In a tweet, Cardano co-founder Charles Hoskinson explains why burning ADA is not as easy as it sounds. The crypto community of various projects has been searching for strategies to raise demand, lower supply, and drive up prices. This idea opened the door for burning, which included sending tokens to a dead wallet.
Dead wallets are unclaimed, abandoned wallets that have been left alone. The tokens supplied to that wallet are therefore effectively lost since no one holds the ownership. People anticipate that this procedure will decrease the available supply and cause prices to increase.
Why Cardano (ADA) burn is not easy as it sounds?

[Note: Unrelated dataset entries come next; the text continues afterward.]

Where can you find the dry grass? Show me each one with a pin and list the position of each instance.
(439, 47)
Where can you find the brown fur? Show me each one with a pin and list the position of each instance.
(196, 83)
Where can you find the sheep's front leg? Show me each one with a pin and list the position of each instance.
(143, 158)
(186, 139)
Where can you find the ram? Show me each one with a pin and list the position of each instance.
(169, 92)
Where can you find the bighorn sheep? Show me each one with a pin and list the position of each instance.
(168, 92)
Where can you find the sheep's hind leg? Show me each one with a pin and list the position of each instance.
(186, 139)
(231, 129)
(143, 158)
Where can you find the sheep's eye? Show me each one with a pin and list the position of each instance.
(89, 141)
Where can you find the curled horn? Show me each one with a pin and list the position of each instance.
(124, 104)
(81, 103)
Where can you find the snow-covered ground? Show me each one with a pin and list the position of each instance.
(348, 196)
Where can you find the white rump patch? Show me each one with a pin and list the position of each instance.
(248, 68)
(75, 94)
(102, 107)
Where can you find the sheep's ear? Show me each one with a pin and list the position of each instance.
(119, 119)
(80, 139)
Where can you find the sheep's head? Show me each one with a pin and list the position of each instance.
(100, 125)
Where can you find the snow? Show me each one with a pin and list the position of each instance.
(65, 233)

Charles Hoskinson shares his thoughts on ADA burns in a response to @PerAsperaVinco on Twitter. In the following tweet, the Twitter user criticized Charles Hoskinson and his comparison of ADA burns:
“The astonishing power of ignorance is revealed when someone as intelligent as Charles Hoskinson believes burning coins is destroying someone’s property. The analogy isn’t even correct; it’s more like destroying part property to make the rest more valuable than the original.”

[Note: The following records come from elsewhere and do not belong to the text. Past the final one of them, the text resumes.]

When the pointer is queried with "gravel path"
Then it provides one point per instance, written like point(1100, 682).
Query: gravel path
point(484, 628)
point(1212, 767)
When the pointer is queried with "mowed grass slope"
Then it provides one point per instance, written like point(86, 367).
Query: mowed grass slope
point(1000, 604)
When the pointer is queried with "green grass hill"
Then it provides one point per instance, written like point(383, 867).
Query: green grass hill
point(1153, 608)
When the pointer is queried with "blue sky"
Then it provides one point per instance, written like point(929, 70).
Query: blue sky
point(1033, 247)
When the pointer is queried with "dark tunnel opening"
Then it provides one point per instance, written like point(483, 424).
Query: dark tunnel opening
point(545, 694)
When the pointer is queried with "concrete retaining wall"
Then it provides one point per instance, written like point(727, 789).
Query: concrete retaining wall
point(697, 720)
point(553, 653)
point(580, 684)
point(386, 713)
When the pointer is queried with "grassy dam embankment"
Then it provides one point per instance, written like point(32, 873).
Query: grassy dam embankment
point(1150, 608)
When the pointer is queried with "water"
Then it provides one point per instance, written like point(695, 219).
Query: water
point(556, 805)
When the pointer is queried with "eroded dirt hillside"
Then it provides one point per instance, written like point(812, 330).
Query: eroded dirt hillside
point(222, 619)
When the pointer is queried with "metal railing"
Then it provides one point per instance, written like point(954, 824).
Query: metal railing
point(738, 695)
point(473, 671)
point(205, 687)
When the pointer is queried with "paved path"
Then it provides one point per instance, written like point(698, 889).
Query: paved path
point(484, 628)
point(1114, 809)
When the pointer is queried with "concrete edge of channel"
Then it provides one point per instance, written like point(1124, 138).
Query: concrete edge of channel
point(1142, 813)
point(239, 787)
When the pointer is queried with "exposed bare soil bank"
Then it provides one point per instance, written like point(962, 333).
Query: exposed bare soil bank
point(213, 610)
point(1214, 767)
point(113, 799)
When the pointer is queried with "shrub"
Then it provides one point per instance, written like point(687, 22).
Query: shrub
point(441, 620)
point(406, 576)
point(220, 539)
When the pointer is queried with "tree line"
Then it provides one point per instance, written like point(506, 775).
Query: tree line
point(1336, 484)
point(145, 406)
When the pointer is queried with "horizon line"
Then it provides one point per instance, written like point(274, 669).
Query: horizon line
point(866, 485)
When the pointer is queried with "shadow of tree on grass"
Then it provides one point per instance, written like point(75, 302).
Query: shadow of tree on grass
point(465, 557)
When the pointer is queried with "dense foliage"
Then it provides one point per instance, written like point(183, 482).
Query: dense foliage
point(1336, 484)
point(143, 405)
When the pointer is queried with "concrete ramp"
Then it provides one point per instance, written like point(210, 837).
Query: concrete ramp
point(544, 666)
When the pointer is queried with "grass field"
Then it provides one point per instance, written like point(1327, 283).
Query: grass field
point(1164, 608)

Hoskinson said in his post that Cardano lacks a supernatural ADA reserve. He also stated that all ADA is held by real persons who are the rightful proprietors of the ADA they hold. He clarified that in order to destroy ADA, it must first be collected from the people and transferred to a dead wallet.
Hoskinson discussed various initiatives and how they conduct burns in another tweet reply to a Twitter user. He said that some founders will have power over a premise of tokens. Hoskinson noted that when there is less liquidity, they even destroy the tokens in hand in order to control the price. Additionally, he emphasized that Cardano does not hold such a large quantity of ADA.
He asserts that ADA holders and SPOs are the exclusive owners of all ADA tokens (Stake Pool Operators). Hoskinson emphasized that since they gain incentives from using ADA, taking it away from them to burn would be like robbing them of their property. Tokens are burned when they are sent to dead-end wallets and locked there, where they cannot be spent or withdrawn.